Portugal estava em Brive e para variar o secretário-geral da FPR, Delfim Barreira, desdobrava-se em contactos institucionais. Recordo bem do telefonema sobre um miúdo do ASM Clermont Auvergne que queria jogar por Portugal mas ninguém o chamava. Lembro-me de fazer o telefonema do costume para Tomaz Morais. Lembro-me do primeiro treino de Julien Bardy no Jamor. A sua estampa atlética não enganava ninguém. Lembro-me do seu primeiro na Tapada da Ajuda frente a uma equipa inglesa e das suas primeiras placagens. Demolidoras! Lembro-me bem o que disse Vasco Uva no final deste jogo. Julien cumpria parte de um sonho. Jogar por Portugal, um país que também é seu!

A Fédérale 1 começava a ser descoberta, através de alguns sites, e nos melhores marcadores destacava-se um jovem do Valence d’Agen, de seu nome Yannick Ricardo. Yannick era conhecido pela qualidade dos seus pontapés e sua elevada média de concretização de penalidade e transformações. Frederico Sousa e Joaquim Ferreira apostaram nele nos sub-21. E o orgulho nas palavras do seu pai, Rui Ricardo, era contagiante. No seu percurso teve sempre um objectivo: representar Portugal acima de tudo.

Identificava-se com o país e com todos aqueles que compunham o grupo alargado de jogadores. Estava disposto a tudo, ao ponto de vir jogar para Portugal para poder ser melhor avaliado e acompanhado. Muito se falou sobre ele, tomara que muitos tivessem disponíveis para fazer os sacrifícios que ele fez por Portugal, um país que também é seu!

Nunca esquecerei o regresso dos Lobos da Rússia após uma derrota num terreno impraticável.

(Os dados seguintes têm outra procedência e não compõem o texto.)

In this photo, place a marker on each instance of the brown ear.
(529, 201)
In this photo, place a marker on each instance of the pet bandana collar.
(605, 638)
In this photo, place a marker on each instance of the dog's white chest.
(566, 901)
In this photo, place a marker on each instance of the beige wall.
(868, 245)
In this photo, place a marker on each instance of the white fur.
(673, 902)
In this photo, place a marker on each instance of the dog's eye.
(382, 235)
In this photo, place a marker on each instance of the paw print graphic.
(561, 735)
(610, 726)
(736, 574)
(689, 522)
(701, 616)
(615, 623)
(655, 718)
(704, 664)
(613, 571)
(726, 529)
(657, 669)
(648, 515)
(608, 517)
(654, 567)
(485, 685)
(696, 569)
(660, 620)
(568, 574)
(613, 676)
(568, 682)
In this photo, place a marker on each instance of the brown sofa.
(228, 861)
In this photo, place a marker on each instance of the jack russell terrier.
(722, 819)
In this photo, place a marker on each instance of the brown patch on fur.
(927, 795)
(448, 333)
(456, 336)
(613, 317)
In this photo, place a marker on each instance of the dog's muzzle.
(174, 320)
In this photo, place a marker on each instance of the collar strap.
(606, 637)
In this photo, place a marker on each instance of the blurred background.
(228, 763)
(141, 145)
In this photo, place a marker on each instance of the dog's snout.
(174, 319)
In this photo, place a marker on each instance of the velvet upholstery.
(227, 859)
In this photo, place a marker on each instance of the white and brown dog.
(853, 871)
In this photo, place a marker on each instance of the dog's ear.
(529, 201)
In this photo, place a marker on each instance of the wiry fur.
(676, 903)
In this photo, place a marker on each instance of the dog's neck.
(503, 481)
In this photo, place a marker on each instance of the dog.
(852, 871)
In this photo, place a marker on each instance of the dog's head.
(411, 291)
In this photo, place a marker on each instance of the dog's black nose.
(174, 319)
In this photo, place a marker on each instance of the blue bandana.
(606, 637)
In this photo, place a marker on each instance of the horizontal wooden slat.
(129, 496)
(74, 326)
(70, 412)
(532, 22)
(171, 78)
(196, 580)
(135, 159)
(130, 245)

Aquele jogo nunca devia ter-se realizado. Mas também me lembro da notícia que Thomas da Costa seria dispensado após não ter sido utilizado. Recordo-me também de alguns adjectivos sobre as suas qualidades técnicas.

Thomas trabalhava num banco e tinha tirado três semanas de férias para jogar por Portugal. Em França explicar a um patrão que em pleno Janeiro vamos tirar férias para jogar por um país que não a França, garanto-vos que não é tarefa fácil. Já o tinha feito no passado e voltava a fazê-lo. Tudo por Portugal, por um país que também é o seu!

Tinha sido informado que havia um talonador na Section Paloise que era de origem portuguesa. O facebook tinha aparecido e graças a esta nova ferramenta conseguimos sondar, através da sua tia, a disponibilidade de Lionel Campergue representar o país da sua mãe.

Lembro-me da importância de Pedro Netto Fernandes na sua chamada. Lembro-me da sua primeira convocatória contra a Geórgia, da viagem de carro de toda a sua família a Portugal, do orgulho do avô. Falar com aquela gente fazia-me recordar 2007. De como todos nos sentimos em casa embora estivéssemos em terras gaulesas.

Uma entrevista de Jean-Claude Baqué, presidente da FIRA, onde insinuava que os Lobos não estariam preparados para o jogo com os All Blacks tinha servido de rastilho. David Penalva, que muitas vezes era provocado em relvados franceses por ser português, não escondeu no final do jogo a revolta com os dirigentes da FIRA. Era a honra de Portugal que tinha sido posta em causa, a honra de um país que também é seu.

Portugal na sua história recente muito deve aos emigrantes. O râguebi português também lhes deve gratidão.

Portugal será sempre meu como será sempre vosso. Obrigado a todos!